I am an applied mathematician by training and temperament, deeply curious about biological complexity, and endlessly fascinated by the intricacies of living systems. Infectious disease systems, in particular, which so strongly shape our lives and the lives of all organisms and which are so wonderfully complex and dynamic, command most of my attention. My professional career has been devoted to systematically developing quantitative and predictive understanding of infectious diseases through devising mathematical models of disease dynamics and challenging them to explain data. Paradoxically, my time is thus largely spent proposing models that I know to be hopelessly naive and expecting these to predict biological observations in detail. Even more paradoxical is the fact that this turns out to be an extremely effective way to learn. I am intrigued by why this is so and dedicated to making it more so through the development of computational tools. Accordingly, a large part of my research is aimed at developing methods for extracting information from noisy, incomplete observations of systems with many moving parts, most or all of which cannot be measured directly.

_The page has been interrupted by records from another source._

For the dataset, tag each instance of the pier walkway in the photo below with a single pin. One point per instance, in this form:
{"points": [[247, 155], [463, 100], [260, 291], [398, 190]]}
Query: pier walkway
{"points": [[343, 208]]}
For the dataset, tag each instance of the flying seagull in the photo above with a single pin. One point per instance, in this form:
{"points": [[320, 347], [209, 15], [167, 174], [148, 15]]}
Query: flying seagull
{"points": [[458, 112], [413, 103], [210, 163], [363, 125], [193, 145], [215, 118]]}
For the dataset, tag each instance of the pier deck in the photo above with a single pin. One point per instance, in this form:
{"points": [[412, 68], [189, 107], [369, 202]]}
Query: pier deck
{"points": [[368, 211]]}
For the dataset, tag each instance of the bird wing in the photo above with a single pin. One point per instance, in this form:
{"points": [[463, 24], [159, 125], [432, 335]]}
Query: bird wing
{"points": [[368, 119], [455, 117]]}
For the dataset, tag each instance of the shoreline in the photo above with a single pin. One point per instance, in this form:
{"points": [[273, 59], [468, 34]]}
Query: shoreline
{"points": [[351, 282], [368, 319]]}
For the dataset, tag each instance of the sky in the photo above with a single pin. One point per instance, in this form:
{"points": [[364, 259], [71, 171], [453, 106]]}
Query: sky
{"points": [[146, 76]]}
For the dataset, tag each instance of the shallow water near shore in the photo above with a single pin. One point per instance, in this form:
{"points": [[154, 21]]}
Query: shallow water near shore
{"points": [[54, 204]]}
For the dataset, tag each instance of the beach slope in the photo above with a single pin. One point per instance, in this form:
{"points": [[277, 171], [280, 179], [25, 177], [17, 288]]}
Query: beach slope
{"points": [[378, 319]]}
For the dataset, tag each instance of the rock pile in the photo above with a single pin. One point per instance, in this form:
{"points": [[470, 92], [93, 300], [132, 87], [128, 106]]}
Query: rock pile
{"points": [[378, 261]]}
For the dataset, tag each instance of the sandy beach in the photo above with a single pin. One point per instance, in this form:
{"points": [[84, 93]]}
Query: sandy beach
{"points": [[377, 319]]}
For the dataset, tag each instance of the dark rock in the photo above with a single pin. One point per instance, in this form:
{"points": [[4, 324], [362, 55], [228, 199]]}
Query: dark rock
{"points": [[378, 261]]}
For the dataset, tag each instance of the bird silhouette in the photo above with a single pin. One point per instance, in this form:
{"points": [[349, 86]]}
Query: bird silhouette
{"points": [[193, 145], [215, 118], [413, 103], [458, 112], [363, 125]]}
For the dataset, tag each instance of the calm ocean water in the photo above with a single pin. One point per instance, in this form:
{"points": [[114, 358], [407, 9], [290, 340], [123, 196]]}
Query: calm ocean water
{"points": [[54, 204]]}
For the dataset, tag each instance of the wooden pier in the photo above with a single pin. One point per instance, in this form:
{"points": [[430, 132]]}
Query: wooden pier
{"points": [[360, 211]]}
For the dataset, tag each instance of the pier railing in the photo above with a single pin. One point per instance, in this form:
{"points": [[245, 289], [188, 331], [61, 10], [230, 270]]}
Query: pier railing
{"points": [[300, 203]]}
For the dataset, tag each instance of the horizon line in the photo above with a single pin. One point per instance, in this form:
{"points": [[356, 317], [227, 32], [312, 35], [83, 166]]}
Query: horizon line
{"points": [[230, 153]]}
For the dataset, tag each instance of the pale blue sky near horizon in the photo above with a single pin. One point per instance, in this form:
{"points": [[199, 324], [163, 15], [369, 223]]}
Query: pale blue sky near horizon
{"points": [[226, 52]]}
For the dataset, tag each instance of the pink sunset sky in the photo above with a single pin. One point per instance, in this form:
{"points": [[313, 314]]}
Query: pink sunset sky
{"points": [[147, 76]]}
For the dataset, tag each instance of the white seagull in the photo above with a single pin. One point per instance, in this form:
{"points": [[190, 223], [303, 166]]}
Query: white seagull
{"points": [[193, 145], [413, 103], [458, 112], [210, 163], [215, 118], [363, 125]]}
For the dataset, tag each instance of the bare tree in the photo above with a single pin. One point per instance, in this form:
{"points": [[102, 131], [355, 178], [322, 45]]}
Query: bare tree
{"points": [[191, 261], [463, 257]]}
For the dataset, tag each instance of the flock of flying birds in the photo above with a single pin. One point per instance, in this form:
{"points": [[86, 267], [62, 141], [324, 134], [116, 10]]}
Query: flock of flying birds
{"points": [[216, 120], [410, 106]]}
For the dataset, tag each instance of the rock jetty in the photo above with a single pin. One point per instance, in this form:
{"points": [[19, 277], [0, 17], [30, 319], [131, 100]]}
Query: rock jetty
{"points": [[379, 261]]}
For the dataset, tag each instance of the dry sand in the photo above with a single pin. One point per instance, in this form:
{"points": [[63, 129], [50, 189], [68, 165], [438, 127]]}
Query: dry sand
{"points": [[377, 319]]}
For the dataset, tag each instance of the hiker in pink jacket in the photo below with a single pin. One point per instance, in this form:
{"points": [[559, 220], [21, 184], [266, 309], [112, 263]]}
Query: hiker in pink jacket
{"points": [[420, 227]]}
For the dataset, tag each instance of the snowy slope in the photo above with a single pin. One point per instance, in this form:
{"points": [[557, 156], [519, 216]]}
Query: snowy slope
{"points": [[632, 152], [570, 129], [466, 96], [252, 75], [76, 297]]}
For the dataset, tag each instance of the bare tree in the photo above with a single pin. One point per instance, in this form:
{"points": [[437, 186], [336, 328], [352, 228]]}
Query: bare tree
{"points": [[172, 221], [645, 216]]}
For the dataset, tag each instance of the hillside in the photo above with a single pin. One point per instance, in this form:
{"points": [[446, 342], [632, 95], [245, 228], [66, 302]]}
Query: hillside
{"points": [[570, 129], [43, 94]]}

Primary Institution: University of Michigan

Role/Title: Nelson G. Hairston Professor of Ecology, Evolutionary Biology, and Complex Systems

Topics of Interest: Biology - Evolution - Health - Mathematics/Computer Science - Science of Science - Time - Inference - Epidemiology - Immunology - Infectious Disease

Other Affiliations and Institutions:

How SFI changes your mind:

When and how you first got involved with SFI: Through an SFI-hosted workshop (2014) I co-organized with Sam Scarpino and Pejman Rohani.